Use .p12 to create CA?

3.7k views Asked by At

I have generate .p12 file from my server. But righ now we are developing IOS app which requires CA to implement it.

We are using Amazon EC load balancer server, so i have not idea where I can get CA, also is it possible that .p12 can generate CA?

1

There are 1 answers

1
Bruno Lowagie On BEST ANSWER

A CA is a Certificate Authority. It is an organization that generates a public/private key pair for you. A PKCS#12 is a standard that explains how to store public/private key pairs in a file. Your .p12 file is such a file. It is a keystore that contains digital certificates (a public and a private key pair) as defined in PKCS#12.

If you have a .p12, there are two options:

  • Either your certificates are self-signed. In this case, you have created your own public and private key pair and you've stored it inside a .p12 file. As no CA is involved, there is no way to check if you created those certificates, or if somebody else impersonating you created those certificates.
  • Or you obtained that .p12 file from a CA. In this case, the CA signed your certificate and there is a certificate chain that eventually leads to the root certificate of your CA. A CA doesn't hand out such certificate to just anybody. A CA will first check that you are who you say you are. This way, whichever party gets confronted with your certificate (for instance because you used your private key to sign your code), knows that you are who you say you are, provided that your CA is a trusted party (there are CAs and then there are CAs).
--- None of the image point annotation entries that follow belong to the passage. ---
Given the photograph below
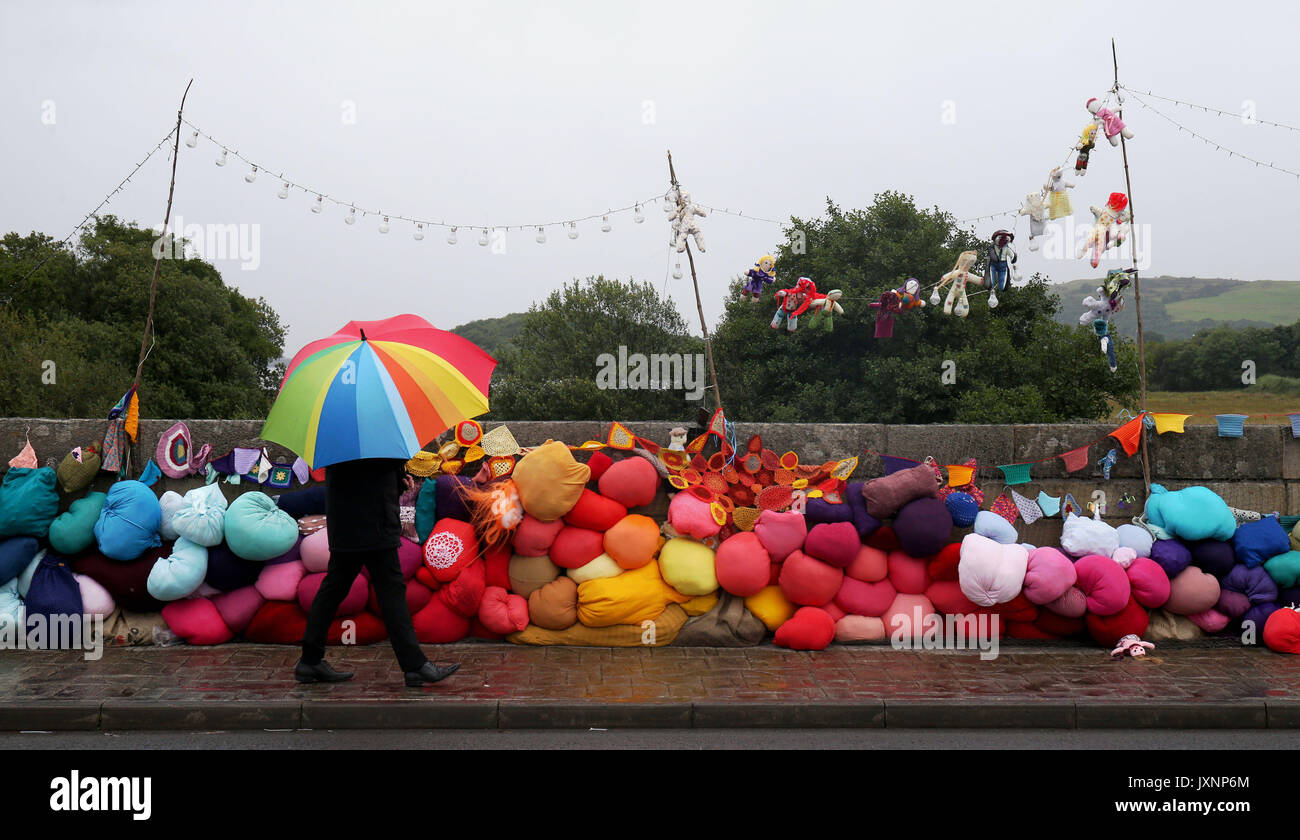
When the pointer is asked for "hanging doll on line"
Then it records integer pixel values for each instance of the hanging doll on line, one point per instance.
(1110, 228)
(759, 277)
(1109, 121)
(957, 303)
(895, 301)
(792, 303)
(1104, 307)
(684, 226)
(1087, 142)
(1036, 208)
(1058, 200)
(824, 308)
(1001, 264)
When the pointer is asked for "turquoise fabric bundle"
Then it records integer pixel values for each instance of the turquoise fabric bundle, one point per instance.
(29, 502)
(73, 531)
(1192, 514)
(129, 523)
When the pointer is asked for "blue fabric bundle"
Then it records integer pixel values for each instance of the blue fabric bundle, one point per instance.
(307, 502)
(1213, 557)
(129, 523)
(425, 509)
(963, 507)
(1194, 512)
(53, 594)
(451, 505)
(177, 576)
(16, 554)
(1255, 542)
(29, 502)
(226, 571)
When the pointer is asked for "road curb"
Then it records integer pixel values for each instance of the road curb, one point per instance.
(505, 714)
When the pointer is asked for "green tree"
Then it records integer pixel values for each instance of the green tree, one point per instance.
(213, 355)
(1010, 364)
(551, 368)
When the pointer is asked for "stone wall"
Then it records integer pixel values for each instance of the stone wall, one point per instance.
(1260, 471)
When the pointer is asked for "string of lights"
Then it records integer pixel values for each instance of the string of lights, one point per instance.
(1235, 115)
(1205, 139)
(485, 232)
(92, 213)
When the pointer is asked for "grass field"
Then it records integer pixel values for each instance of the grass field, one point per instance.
(1262, 301)
(1205, 405)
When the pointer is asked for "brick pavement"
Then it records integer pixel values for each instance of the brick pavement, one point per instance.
(1248, 685)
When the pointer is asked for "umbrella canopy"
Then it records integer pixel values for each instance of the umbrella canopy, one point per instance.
(377, 389)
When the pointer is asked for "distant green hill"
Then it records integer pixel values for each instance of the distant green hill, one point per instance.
(1178, 307)
(492, 333)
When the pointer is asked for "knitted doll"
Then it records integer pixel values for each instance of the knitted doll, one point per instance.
(895, 301)
(1104, 307)
(759, 277)
(1058, 202)
(684, 224)
(1109, 121)
(793, 303)
(1036, 208)
(956, 303)
(1087, 141)
(1110, 228)
(1001, 263)
(824, 308)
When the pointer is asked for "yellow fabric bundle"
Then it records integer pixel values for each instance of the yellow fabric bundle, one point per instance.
(550, 481)
(632, 597)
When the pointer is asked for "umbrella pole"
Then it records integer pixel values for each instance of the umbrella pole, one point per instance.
(700, 307)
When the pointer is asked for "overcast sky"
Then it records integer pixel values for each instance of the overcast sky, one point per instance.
(534, 112)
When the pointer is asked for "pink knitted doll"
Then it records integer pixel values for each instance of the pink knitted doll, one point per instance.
(1110, 122)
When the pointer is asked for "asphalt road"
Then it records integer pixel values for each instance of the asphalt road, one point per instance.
(664, 739)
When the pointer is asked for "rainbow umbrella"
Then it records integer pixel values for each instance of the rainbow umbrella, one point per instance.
(377, 389)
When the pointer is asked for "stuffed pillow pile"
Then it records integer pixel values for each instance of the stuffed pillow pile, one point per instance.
(550, 481)
(181, 574)
(29, 502)
(202, 516)
(991, 572)
(73, 531)
(129, 522)
(256, 529)
(1192, 514)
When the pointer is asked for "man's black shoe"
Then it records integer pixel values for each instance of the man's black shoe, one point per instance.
(319, 672)
(430, 672)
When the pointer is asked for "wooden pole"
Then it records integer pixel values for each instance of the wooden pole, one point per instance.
(703, 325)
(157, 263)
(1132, 242)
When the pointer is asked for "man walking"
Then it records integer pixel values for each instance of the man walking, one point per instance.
(364, 525)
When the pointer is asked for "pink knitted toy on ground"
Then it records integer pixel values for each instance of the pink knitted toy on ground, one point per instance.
(1132, 646)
This image shows how it works:

enter image description here

You are Bob, Apple is Alice, Trent is your CA. Apple wants you to work with a CA because Apple doesn't know you, but Apple knows CA. Once you make yourself known to the CA and once the CA trusts you, Apple will trust you.

See https://en.wikipedia.org/wiki/Alice_and_Bob to find out how the names in this image were chosen.

So the real question is: can you extract your public key from your .p12 file and show it to us so that we can see if your certificate is self-signed or if it's signed by a CA? Without that info, I don't think anyone can help you.